Salivanth comments on How valuable is it to learn math deeply? - Less Wrong

20 Post author: JonahSinick 02 September 2013 06:01PM

You are viewing a comment permalink. View the original post to see all comments and the full post content.

Comments (79)

You are viewing a single comment's thread. Show more comments above.

Comment author: Stabilizer 02 September 2013 08:25:12PM 10 points [-]

Some lessons that I've learned from attempting to solve hard and tricky math problems, which I've found can be applied to problem-solving in general: (a) Focus hard and listen to confusions; (b) Your tendency to give up occurs much before the point at which you should give up; (c) Don't get stuck on one approach, keep trying many different approaches and ideas; (d) Find simpler versions of your problem; (e) Don't beat yourself up over stupid mistakes; (f) Don't be embarrassed to get help.

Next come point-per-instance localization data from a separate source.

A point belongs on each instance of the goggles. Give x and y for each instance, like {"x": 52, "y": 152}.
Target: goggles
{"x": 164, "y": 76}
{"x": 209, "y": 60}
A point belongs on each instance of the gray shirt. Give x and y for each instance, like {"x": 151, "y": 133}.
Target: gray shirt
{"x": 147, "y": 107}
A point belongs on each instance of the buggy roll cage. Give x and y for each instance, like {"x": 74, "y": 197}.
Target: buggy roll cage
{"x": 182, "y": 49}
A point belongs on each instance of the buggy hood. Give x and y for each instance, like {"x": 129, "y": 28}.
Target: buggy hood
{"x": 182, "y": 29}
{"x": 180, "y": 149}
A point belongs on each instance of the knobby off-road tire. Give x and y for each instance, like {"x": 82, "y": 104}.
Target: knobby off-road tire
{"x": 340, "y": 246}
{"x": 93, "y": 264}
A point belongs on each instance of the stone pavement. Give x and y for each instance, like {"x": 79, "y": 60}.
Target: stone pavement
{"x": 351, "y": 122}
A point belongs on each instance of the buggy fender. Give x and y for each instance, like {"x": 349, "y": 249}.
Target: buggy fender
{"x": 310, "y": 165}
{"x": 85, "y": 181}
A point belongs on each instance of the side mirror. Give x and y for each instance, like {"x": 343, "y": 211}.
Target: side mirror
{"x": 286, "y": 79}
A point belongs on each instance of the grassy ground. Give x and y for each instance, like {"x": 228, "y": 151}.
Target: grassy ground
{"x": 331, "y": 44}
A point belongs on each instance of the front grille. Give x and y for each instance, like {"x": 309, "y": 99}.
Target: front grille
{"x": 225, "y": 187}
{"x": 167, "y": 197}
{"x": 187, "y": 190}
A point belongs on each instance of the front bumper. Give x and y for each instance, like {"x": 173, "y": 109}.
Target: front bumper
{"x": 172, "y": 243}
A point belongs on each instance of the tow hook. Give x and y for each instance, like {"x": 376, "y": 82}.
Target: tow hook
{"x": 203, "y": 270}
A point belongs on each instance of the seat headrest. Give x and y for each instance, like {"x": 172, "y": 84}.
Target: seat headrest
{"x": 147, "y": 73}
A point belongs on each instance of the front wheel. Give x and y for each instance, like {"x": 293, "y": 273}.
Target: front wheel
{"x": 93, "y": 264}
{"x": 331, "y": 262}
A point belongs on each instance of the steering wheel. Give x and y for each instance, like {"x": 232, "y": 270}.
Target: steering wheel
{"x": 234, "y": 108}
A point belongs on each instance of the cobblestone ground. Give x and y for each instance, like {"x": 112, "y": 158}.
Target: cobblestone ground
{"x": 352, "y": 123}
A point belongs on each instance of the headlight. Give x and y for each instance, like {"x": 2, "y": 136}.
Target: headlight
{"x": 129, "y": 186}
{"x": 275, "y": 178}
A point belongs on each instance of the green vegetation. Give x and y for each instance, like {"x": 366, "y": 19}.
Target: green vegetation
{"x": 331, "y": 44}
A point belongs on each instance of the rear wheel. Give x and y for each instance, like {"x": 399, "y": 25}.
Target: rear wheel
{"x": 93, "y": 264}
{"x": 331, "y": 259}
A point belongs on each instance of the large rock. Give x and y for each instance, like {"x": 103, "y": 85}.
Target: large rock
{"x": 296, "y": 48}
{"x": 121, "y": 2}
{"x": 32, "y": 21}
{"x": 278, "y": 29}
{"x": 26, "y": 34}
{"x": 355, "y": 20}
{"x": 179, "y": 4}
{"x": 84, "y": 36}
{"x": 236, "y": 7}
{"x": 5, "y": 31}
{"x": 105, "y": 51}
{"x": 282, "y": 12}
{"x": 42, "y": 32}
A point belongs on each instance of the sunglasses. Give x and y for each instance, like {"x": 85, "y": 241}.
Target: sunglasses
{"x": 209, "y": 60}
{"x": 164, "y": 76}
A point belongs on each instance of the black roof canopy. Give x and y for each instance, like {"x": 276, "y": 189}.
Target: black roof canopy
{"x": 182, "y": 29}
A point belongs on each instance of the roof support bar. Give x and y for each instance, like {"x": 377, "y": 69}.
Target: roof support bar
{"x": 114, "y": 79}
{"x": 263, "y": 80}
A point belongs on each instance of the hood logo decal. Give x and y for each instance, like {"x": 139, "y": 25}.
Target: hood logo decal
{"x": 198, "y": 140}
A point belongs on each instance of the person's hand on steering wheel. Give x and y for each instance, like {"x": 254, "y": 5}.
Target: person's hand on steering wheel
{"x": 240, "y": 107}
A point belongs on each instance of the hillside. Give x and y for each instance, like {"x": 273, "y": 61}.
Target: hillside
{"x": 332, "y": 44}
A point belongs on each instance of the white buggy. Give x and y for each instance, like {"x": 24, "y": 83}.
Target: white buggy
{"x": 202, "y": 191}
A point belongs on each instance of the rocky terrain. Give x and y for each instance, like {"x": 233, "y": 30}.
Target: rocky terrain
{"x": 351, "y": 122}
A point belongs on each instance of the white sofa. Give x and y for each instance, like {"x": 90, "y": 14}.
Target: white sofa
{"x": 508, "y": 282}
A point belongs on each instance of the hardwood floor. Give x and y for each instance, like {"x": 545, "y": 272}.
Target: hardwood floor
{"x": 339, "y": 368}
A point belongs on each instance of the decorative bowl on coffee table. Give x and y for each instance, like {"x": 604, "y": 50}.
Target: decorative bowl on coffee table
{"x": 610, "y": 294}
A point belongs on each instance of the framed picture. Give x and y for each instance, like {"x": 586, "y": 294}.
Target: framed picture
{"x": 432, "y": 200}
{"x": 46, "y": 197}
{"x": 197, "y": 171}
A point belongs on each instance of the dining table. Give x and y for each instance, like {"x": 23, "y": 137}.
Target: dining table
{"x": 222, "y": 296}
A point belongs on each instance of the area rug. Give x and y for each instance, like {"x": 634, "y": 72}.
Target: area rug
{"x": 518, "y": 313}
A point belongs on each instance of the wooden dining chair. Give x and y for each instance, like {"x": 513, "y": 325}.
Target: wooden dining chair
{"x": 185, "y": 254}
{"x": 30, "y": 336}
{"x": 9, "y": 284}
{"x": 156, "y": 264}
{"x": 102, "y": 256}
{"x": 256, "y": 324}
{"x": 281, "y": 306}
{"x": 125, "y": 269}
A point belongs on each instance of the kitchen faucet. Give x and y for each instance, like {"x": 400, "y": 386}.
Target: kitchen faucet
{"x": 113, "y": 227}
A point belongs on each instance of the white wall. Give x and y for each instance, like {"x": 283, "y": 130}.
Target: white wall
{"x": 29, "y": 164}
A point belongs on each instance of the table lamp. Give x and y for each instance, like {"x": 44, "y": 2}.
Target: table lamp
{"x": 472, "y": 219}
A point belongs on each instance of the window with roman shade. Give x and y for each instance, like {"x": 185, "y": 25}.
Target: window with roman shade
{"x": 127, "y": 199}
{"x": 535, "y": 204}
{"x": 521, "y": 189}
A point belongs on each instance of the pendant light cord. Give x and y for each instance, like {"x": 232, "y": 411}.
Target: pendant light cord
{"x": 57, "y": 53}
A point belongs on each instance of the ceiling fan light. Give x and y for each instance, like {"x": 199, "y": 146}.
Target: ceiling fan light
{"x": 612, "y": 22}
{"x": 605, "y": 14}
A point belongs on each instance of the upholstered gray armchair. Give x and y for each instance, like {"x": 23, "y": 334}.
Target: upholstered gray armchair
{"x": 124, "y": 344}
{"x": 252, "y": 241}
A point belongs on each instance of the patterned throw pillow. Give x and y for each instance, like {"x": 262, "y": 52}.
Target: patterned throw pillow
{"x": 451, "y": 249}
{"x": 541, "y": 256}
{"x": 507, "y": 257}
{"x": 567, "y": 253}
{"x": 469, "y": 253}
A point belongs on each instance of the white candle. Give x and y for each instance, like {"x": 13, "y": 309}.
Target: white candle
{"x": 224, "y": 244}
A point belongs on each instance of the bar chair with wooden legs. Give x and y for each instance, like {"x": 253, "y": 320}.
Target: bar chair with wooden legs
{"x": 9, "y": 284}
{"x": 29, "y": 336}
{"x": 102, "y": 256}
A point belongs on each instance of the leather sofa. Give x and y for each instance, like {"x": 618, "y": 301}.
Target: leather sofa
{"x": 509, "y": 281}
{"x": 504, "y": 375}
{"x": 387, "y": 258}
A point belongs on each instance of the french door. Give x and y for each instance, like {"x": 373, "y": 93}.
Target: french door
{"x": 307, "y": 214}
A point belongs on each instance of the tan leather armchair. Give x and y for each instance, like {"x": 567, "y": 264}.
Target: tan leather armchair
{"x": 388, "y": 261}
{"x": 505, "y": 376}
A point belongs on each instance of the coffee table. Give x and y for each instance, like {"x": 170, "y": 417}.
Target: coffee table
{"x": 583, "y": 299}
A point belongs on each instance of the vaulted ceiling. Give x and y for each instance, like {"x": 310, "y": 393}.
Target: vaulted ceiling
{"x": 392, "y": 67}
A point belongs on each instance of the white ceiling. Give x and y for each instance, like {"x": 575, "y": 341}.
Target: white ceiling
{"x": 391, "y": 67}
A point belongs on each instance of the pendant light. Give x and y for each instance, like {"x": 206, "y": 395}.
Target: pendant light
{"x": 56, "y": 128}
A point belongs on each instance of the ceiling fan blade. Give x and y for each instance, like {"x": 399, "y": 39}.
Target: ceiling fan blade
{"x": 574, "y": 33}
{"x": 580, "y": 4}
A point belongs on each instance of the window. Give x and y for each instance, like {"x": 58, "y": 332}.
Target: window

But of course I don't mean to say that learning math is the only way or the best way to learn these techniques.

Comment author: Salivanth 11 October 2013 02:36:59PM 1 point [-]

I wanted to thank you for this. I read this post a few weeks ago, and while it was probably a matter of like two minutes for you to type it up, it was extremely valuable to me.

Specifically a paraphrase of point B, "The point where you feel like you should give up is way before the point at which you should ACTUALLY give up" has become my new mantra in learning maths, and since I do math tutoring when the work's there, I'm passing this message on to my students as well.

So, thank you very much for this advice.